Sizlere, plastik kullanımının denizlerimizi ve çevremizi nasıl tehdit ettiğiyle ilgili bazı kısa bilgiler vermek istiyorum. Durum gerçekten ciddi…

– Son on yılda, son yüzyıl boyunca olduğundan daha fazla plastik ürettik.

– Kullandığımız plastiklerin yüzde 50’sini, sadece bir kez kullanıyor ve atıyoruz.

– Şu ana kadar ürettiğimiz plastiklerin yalnızca yüzde beş kadarını topladık ve geri dönüştürebildik.

– Ortalama bir insan her yıl, yaklaşık 185 kilo plastik kullanıp, atmaktadır.

– Plastik, ürettiğimiz toplam atığın yaklaşık yüzde 10’unu oluşturmaktadır.

– Plastik üretimi, dünya petrol üretiminin% 8’ini kullanmaktadır (biyoplastikler yani doğada çözünen poşetler de, gıda kaynağı bitkileri gerektirdiği için iyi bir çözüm değildir).

– Amerikalılar her yıl 35 milyar plastik şişeyi kullanıyor ve atıyor (Kaynak: Brita)

– Dünya çapında her yıl, yaklaşık 500 milyar plastik torba kullanılmaktadır.

– Her dakika, bir milyondan fazla poşet kullanılmaktadır.

– Plastiklerin yüzde 46’sı yüzebilme özelliğine sahiptir (EPA 2006) ve yıllarca sürüklenip, sonunda okyanus girdaplarıyla yoğunlaşabilir ve adacıklar oluşturur.

– Plastiklerin bozunması 500-1000 yıllık bir zamanı alır.

– Plastik kirliliğinin yüzde 80’i karadan okyanusa girer.

– Okyanusların en büyük çöp adası, California’nın Kuzey Pasifik kıyısında bulunur.
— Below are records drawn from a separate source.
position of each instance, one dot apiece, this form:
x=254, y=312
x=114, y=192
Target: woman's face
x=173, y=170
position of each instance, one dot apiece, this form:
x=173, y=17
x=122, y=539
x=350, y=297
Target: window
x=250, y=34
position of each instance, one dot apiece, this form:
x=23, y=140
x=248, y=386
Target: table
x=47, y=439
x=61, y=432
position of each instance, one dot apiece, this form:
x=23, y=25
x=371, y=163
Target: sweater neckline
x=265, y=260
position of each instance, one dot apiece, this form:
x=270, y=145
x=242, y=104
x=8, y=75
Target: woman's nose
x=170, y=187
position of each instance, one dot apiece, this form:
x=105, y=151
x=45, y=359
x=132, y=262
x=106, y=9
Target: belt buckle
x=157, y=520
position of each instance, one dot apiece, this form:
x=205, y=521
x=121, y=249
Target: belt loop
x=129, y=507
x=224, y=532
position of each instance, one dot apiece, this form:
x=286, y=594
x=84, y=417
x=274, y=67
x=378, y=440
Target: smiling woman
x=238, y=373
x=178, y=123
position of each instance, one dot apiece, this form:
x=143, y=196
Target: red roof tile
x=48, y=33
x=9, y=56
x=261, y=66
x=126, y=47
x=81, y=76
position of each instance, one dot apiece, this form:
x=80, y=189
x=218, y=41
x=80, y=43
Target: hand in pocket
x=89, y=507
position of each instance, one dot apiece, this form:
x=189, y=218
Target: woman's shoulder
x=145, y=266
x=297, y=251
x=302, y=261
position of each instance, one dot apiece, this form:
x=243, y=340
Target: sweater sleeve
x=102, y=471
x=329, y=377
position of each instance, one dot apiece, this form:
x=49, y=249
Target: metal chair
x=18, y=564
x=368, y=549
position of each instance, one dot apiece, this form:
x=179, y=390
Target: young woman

Bu kayan plastik kütlesi, Texas’ın iki katı büyüklüğündedir. Bu çöp adasındaki plastik parçalar, su altı yaşamının altı biri oranına ulaşmaktadır.

– Sadece Los Angeles Bölgesi’nde her gün, 10 ton plastik parça alışveriş poşeti, pastane ürünü plastik kapları, meşrubat ve soda şişeleri Pasifik Okyanusu’na atılıyor.

– Plastik, okyanus yüzeyinde yüzen çöplerin yaklaşık yüzde 90’ını oluşturur ve kilometrekare başına 46 bin parça plastik düşer.

– Okyanuslarımızda yılda bir milyon deniz kuşu ve 100 bin deniz memelisi plastik yutma ya da yutamama nedeniyle yaşamını kaybediyor.

– Tüm deniz kuşlarının yüzde 44’ü, balinaların yüzde 22’si, tüm deniz kaplumbağası türleri ve balık türlerinin, (giderek artan bir şekilde) vücutlarında bulunan veya etraflarına dolanan plastik ve naylon parçaları ile dolaştığı belgelenmiştir.

– Kuzey Amerika’da yer alan Erie Gölü’nden toplanan numunelerde, plastik parçacıkların yüzde 85’i bir inç’in onda birinden daha küçüktü ve bunların çoğu mikroskobikti. Araştırmacılar, kilometrekare başına, her 1,7 mililitrede 1.500 milimetre parçacık bulunduğunu belgeledi.

– Bugüne kadar üretilmiş her plastik parçası, (yakılmakta olan küçük bir miktar haricinde), halen bir başka şekil veya biçimde varlığını sürdürmektedir.

– Plastik kimyasallar vücut tarafından absorbe edilebilir. Örneğin, Amerikalıların yüzde 93’ü BPA (plastik bir kimyasal) etkisi altındadır ve bünyelerinde plastik partikülleri bulunuyor.

– Plastik içerikli bu bileşiklerin bazılarının hormonları değiştirdiği veya insan sağlığı açısından diğer olası etkileri olduğu belirlenmiştir…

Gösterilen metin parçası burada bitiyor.